But apart from cash, Ukraine’s new class of managers also invest their organisational skills to make sure the protests keep running.

"Quality of life is not only about how much money you have. It is also about which principles you follow, the morality of the environment you live in," says Yuri Tkach, the owner of a fast-food restaurant chain.

"Finally, it is about the security of your business."

Yuri is at the core of a complex logistics operation at the opposition headquarters, aimed at channelling money and resources donated by individuals. He admits that he and some of his friends have suffered losses as a result of their actions.

"But you cannot measure everything in monetary terms," he insists.

He says many of the businessmen helping the protesters prefer to keep their identities secret.
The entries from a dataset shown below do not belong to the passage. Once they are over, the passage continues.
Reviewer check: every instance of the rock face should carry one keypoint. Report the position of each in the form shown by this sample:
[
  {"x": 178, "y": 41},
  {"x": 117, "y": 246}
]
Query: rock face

They fear retaliation if the opposition loses.

Red tape and cronyism

"It is a Ukrainian bourgeois revolution," says Olexandr Irvanets, a Ukrainian intellectual and writer.
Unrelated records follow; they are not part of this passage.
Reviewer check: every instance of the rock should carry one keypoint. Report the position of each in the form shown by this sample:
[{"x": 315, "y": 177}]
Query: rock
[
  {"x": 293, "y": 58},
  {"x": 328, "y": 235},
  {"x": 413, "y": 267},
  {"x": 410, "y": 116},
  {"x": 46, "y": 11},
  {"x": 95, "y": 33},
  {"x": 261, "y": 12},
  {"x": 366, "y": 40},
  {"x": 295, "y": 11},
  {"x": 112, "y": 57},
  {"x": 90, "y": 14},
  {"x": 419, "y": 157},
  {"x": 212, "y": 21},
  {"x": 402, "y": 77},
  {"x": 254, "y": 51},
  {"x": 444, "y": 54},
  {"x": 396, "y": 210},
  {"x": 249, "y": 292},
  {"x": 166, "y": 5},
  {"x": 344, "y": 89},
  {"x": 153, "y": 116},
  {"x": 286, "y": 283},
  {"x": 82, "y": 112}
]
It is a follow-up to the "national" revolution at the end of the 1980s, when Soviet Union collapsed, he says. Mass demonstrations back then were propelled by the enthusiasm of poets and writers and lacked the organisation and financing of today.
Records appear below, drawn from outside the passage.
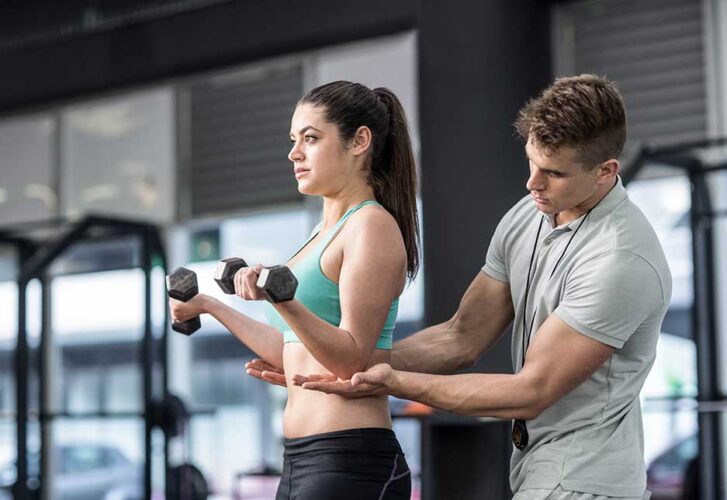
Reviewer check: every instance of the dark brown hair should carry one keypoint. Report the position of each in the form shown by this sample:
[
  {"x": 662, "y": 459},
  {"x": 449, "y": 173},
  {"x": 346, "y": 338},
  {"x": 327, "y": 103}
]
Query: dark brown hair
[
  {"x": 392, "y": 170},
  {"x": 584, "y": 112}
]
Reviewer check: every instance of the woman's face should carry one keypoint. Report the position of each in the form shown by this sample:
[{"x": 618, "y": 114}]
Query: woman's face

Some major Ukrainian businessmen have thrown their economic might behind the opposition too. The best known of them, Petro Poroshenko, is a key player in the team of opposition leader Victor Yushchenko, who, protestors claim, has won the disputed elections.

Since Ukraine achieved independence in 1991, thousands of its people have travelled abroad, obtained Western degrees and learned languages. Hundreds of thousands have benefited from the economic growth of recent years.

Local observers say that the Orange Revolution has showed that Ukraine’s new middle class is no longer prepared to put up with red tape and cronyism, flourishing during President Leonid Kuchma’s reign.